A Level English Language Website
Which is the most popular language in the world?
By Paul Baker
The language which has the most native speakers (e.g. people who speak a language as their first language) is Chinese, which accounts for about 1 in 5 speakers on the planet. After that, come English, Spanish and Hindi-Urdu (two languages which are written down differently, but sound similar enough to be understood by both sets of speakers when heard) - each of these account for about 1 in 20 speakers at the moment, although it's predicted that English is likely to slip to 5th place and be replaced by Arabic at some time in this century.
However, as well as first-language speakers, we can also count people who learn a language as a second language at school (second-language speakers). If we consider these people, then Mandarin Chinese is still at the top, with 1,052 million speakers, English comes second with 508 million speakers, Hindi-Urdu is third with 487 million speakers and Spanish is fourth with 417 million speakers.
We can also consider the number of countries across the world that use certain languages. So while English doesn't have more speakers than Chinese, it's spoken in many more countries than Chinese. As well as been spoken as a first language in the UK, the USA, Ireland, Australia, it's also the "official language" of countries like India and Singapore. And it has a special status in countries like China, Russia, Japan, Greece and Poland, where it is often taught as a foreign language.

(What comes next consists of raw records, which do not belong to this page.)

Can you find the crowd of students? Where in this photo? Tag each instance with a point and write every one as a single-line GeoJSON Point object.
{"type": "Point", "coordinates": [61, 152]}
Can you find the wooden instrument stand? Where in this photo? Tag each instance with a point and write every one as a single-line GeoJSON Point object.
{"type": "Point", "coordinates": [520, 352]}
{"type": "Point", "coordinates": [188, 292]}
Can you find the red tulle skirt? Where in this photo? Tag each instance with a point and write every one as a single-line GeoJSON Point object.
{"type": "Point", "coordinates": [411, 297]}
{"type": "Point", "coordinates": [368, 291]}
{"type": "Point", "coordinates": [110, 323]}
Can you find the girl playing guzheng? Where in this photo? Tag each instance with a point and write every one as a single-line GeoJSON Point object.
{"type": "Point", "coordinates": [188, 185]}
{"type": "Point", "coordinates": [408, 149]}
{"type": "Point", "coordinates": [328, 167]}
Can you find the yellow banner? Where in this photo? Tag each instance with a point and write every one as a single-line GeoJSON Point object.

English also has a special status in that it's used as a "world" language in lots of different ways. So about 80% of internet communication is in English, many global satellite television channels broadcast in English (CNN, Sky News, MTV), certain products (McDonalds, Coke, Pepsi) bring the English language to many places in the world (the picture above shows an example of one form of global English being used in McDonalds advertising), about 99% of European organisations use English as an official language, and the universal form of language used across the world by air traffic control centres is a simplified version of English. Therefore, English has impacted on the world more than any other language, even though it doesn't have the most speakers.
Whether English will continue to be known as the closest thing to a global language we have though is another matter.